Note: This review is from 2009

Review by Julian Hall

In previous years, Jason John Whitehead has suffered from ‘Andy Parsons Syndrome’. That is to say if you weren’t partial to his voice, you were a bit stuffed for fully enjoying his comedy. These days the high-pitched hilarity has calmed a significant amount and it’s easier to hear the moments of inspiration of which he is capable.

The show opens with a video sequence of a superhero chasing a stereotypical Victorian villain who has stolen a distressed damsel’s tickets to see JJW, all parts played by himself. US comics Eugene Mirman and Kristen Schaal have produced similar, deliberately amateur, short films over the years but while they often have surreal and ludicrous touches, Whitehead’s was disappointingly straightforward and a rather flat start to proceedings.

Cupping his hand round his microphone and occasionally standing on some empty chairs on the front row for emphasis, Whitehead opens by saying that since Michael Jackson’s early death he has been asking some serious questions of his own life.

He attempts to answer them after mathematically demonstrating that Jackson’s life was on the right side of cool when he died.

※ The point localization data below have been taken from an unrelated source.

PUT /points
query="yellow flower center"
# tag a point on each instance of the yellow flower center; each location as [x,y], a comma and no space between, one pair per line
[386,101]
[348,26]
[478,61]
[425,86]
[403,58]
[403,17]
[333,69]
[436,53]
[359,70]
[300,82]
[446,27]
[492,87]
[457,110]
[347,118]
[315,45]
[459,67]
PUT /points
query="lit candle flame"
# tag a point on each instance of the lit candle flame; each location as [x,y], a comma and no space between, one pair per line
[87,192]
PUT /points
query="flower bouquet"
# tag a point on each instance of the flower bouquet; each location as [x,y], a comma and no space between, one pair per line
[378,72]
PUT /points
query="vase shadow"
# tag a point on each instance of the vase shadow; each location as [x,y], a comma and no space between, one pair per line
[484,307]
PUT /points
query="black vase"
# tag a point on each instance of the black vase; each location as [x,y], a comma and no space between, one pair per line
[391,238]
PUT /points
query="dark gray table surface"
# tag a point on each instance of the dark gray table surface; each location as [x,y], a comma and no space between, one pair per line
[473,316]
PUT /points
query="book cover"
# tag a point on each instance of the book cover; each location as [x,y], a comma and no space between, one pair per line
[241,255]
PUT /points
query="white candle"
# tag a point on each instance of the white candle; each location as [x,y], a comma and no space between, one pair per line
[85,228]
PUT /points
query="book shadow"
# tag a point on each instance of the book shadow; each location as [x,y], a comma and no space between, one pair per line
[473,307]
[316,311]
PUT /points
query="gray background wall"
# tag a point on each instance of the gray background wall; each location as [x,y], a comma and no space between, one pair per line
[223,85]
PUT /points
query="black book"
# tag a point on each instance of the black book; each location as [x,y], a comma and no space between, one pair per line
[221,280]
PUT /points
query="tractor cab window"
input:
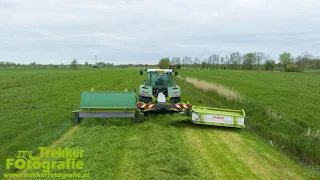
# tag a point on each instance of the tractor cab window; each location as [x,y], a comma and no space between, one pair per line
[160,78]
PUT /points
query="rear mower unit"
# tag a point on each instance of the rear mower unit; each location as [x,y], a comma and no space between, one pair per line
[157,94]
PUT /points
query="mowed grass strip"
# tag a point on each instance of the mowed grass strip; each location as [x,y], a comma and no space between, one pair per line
[124,149]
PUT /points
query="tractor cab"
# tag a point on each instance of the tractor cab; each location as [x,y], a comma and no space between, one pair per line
[159,81]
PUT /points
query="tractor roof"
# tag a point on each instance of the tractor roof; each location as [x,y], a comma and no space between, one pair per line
[160,70]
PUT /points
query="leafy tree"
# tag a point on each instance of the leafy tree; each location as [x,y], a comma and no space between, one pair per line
[164,63]
[285,58]
[196,62]
[203,65]
[74,64]
[269,65]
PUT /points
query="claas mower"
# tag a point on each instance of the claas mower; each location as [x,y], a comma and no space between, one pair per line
[158,94]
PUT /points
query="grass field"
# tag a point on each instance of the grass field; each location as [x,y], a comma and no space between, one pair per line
[38,107]
[295,96]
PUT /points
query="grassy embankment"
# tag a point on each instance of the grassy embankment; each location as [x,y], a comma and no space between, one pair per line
[281,107]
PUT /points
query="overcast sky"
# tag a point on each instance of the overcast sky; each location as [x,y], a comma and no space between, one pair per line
[143,31]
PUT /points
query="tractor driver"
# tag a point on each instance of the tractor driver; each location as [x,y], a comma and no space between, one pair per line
[160,80]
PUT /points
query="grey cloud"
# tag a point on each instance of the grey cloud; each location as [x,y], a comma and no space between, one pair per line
[137,31]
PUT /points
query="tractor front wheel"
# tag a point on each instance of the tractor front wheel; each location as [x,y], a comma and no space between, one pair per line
[175,100]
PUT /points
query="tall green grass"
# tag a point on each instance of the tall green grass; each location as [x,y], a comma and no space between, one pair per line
[297,138]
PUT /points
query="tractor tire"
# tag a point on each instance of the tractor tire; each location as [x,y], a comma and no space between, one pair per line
[175,100]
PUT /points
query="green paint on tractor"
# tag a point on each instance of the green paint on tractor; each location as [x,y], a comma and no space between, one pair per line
[158,94]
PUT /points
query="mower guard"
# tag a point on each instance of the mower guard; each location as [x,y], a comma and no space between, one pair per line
[217,116]
[107,104]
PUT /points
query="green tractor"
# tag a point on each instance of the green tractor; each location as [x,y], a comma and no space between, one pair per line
[158,94]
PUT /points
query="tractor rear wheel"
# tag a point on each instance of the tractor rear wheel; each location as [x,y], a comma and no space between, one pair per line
[144,99]
[175,100]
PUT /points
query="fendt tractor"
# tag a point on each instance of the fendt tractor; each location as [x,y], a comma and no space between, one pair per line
[158,94]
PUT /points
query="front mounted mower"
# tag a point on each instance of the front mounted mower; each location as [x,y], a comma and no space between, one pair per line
[157,94]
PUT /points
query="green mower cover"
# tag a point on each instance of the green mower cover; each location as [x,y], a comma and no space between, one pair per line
[218,117]
[107,104]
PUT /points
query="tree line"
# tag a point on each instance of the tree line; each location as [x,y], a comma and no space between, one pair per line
[247,61]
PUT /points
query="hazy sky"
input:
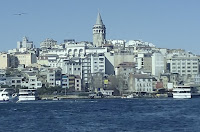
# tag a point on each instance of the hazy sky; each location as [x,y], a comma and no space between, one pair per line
[165,23]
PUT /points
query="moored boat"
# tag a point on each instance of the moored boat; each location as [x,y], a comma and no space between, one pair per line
[8,94]
[28,95]
[182,92]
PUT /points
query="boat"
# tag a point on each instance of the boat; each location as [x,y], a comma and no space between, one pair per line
[8,94]
[182,92]
[28,95]
[56,98]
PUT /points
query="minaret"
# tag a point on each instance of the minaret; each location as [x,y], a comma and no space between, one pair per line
[99,32]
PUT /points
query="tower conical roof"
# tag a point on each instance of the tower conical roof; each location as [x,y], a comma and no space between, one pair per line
[99,20]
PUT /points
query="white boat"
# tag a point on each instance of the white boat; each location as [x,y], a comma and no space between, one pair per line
[182,92]
[8,94]
[28,95]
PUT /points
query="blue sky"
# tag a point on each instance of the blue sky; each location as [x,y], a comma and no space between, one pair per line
[167,24]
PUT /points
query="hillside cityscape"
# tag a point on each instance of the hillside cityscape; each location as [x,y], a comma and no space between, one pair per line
[104,66]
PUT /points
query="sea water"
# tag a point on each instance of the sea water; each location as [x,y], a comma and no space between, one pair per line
[97,115]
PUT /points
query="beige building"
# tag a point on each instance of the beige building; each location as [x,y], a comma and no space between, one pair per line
[4,60]
[26,58]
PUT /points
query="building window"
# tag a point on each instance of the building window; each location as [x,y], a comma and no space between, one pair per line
[18,81]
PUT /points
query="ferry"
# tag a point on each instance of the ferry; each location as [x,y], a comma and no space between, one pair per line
[182,92]
[8,94]
[28,95]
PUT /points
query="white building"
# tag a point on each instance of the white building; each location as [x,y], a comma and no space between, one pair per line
[48,43]
[158,64]
[184,65]
[140,83]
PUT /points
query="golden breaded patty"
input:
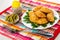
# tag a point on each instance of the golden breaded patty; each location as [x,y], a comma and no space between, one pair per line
[42,21]
[37,8]
[46,10]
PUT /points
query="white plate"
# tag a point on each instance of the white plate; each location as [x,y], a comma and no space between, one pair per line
[41,27]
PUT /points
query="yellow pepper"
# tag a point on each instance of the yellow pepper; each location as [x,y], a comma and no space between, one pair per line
[16,4]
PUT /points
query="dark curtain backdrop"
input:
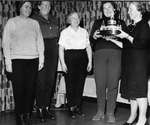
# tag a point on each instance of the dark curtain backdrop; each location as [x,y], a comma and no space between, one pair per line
[89,10]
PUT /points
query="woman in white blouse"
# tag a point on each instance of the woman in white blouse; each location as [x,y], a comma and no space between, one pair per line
[23,49]
[76,60]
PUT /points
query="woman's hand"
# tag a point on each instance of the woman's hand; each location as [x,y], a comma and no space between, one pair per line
[89,66]
[8,64]
[125,35]
[64,67]
[122,34]
[41,62]
[96,34]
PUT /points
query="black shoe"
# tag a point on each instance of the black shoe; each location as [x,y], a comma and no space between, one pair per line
[146,123]
[79,112]
[72,114]
[72,111]
[126,123]
[41,116]
[50,114]
[19,120]
[27,119]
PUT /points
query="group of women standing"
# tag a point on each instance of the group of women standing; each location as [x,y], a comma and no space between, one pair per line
[31,54]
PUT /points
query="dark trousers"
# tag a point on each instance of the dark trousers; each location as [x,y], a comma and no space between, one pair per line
[23,80]
[76,61]
[47,76]
[107,73]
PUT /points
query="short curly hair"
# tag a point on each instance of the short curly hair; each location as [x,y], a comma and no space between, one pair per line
[140,7]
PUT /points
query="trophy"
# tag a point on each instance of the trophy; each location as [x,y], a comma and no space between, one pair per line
[110,29]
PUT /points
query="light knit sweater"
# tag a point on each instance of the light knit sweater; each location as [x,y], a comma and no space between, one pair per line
[22,39]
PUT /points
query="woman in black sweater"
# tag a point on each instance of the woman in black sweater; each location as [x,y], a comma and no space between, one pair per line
[107,61]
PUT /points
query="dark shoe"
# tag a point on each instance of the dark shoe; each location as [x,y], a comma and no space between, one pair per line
[27,119]
[19,120]
[146,123]
[40,114]
[110,118]
[73,112]
[79,112]
[128,123]
[50,114]
[98,116]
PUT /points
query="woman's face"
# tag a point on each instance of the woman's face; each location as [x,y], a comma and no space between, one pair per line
[44,8]
[26,9]
[74,20]
[108,10]
[133,12]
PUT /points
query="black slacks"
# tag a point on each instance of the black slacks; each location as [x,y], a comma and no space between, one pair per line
[47,76]
[107,68]
[76,61]
[24,84]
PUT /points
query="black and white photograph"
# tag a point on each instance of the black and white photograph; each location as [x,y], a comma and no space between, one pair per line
[74,62]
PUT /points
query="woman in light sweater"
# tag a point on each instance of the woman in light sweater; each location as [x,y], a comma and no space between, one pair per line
[24,55]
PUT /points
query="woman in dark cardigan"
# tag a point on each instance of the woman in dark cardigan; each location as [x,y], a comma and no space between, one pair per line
[107,62]
[135,72]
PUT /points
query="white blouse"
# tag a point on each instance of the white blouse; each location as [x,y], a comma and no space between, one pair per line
[71,39]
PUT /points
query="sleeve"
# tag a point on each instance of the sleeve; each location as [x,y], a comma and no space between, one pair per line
[40,42]
[6,41]
[62,39]
[94,28]
[87,38]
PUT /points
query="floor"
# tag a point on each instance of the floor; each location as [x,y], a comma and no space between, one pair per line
[63,118]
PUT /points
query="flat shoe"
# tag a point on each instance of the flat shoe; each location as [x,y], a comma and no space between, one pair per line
[110,118]
[98,117]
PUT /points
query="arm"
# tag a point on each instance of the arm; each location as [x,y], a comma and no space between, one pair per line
[40,45]
[61,51]
[61,57]
[6,45]
[89,53]
[94,33]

Just. This enjoyable sequence had a freshness to it that was absent elsewhere. Particularly unoriginal was his routine about drugs and assertion that all criminals should do them to limit their activities. Here was a tepid version of routines better done by comics more brash and experienced – and dead.

Luckily for Whitehead and his audience his success rate for turning around laboured and tenuous routines with a punchline or aside, was over 50 per cent. There were things to be admired; for example his assertion that his libido is running low, although you feel he could have made more of this confessional start. Equally his literally hands-on approach to disciplining the naughty children of others showed flashes of originality, narrowly avoiding an over-contrived ending.

Four o’clock in the afternoon is probably not the best time for a JJW show, as he himself remarks. Right time, wrong place, perhaps. Certainly not all the factors that need to align for a top-notch set have done so for the likeable Canadian.